On Thu, 3/27/2025 11:55 AM, Jim the Geordie wrote:
Why do Process Explorer and Task Manger not show
the same figures for the same processes?
It's to make Process Explorer look like a primo piece of software :-)
Which it is.
You don't know now much the staff hate the Sysinternals stuff.
And this is one example, of Process Explorer, rightly casting
shade on the Task Manager that needs to be re-written.
As an example, for your enjoyment, consider Memory Compressor.
Look in Process Explorer, for an entry called Memory Compressor.
That's one reason your OS does not need to use the pagefile.sys .
Memory contents can be lightly compressed. The Memory Compressor
is tied into the Hard Faults statistic of the machine. The more
Hard Faults, the closer to railing on one CPU core, the Memory
Compressor gets.
Well, in task Manager, the Memory Compressor... is not listed!
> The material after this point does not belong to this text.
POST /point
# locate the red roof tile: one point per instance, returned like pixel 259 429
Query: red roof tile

Not at all! The reason for this, is at least one metadata field
has an empty string in it. The person in charge of the
Memory Compressor code, knows that the Task Manager is picky
about metadata, and they can "make themselves invisible" if
a certain field is left blank. Whereas Process Explorer does
the right thing -- you DO NOT want malware hiding itself, by
riding on the coat tails of the same feature the Memory Compressor
uses to hide itself.
The system loader, in the first place, should NOT be loading
any code, for which the metadata is defective. Neither
should it be loading things that don't have "Parents".
I had that happen once on a Windows, I had a process running
on the machine, where the PPID was "missing". Normally, if a
process doesn't have a parent, INIT is supposed to own it, and
INIT has a PID value. Was it malware ? I couldn't be sure.
I did my usual cleanup routine for that era, and it did
not come back, whatever that was.
So just generally speaking, Microsoft is a "careless OS provider".
They should be smacked, from leaving the portholes open
on the ship, so the ship fills with seawater. Discipline
on the ship is poor. I am NOT IMPRESSED when I see shit like this.
The Task Manager leaves me NOT IMPRESSED. Not even a little bit.
Fix it! Process Explorer tells you Notepad is using 1.23% CPU,
whereas Task Manager could tell you 0% or 1% as potential values.
On high core count processors, those extra digits help.